Moulthrop, now a professor of English, was among a small group of pioneers in this electronic form of literature and released one of its canonical works in 1994, the novel-length “Victory Garden.” Some of those early pieces of literature are still available online, or on modern computers, in updated forms. But many are only accessible using their original platforms, such as an Apple IIe.
To help preserve and document these early forms of electronic literature, both for the public and for scholarly pursuits, Moulthrop helped create the Pathfinders project with startup support from the National Endowment for the Humanities. Maintaining the literature also means preserving those early computers. In some cases, that means never turning them off. “Because,” Moulthrop says, “we’re afraid we won’t be able to turn them back on.”

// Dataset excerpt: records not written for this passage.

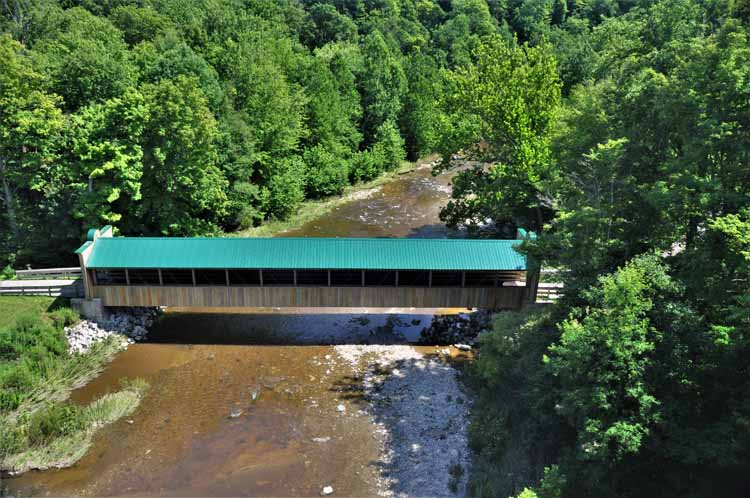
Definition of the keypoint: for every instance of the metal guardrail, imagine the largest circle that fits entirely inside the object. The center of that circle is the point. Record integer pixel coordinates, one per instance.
(49, 273)
(52, 288)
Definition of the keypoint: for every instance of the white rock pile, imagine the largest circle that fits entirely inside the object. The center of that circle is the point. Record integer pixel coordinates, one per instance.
(129, 324)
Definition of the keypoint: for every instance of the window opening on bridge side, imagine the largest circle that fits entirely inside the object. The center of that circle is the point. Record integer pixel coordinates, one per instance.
(442, 278)
(481, 278)
(380, 278)
(315, 278)
(413, 278)
(346, 278)
(177, 277)
(210, 277)
(144, 276)
(278, 277)
(244, 277)
(110, 277)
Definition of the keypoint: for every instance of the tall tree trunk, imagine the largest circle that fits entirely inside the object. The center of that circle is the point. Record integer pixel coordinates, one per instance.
(10, 210)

Moulthrop has also explored how reading the literature on its original platform or in its updated, often-web-based version, changes a user’s experience. With research partner Dene Grigar of the Washington State University-Vancouver Electronic Literature Lab, Moulthrop found that the platform differences mattered. “Important cultural and artistic features were lost in the migration to the web,” he says, ranging from how stories were loaded into the computer to how they were displayed on the screen.
The interactive fiction genre has enjoyed a recent rebirth, thanks to mobile technology. This has been helped by a program called Twine, which arrived in 2009 and streamlined the hypertext literature creative process. Moulthrop is researching Twine’s impact on electronic literature, interviewing creators and surveying their works. Says Moulthrop, “Another generation has arrived.”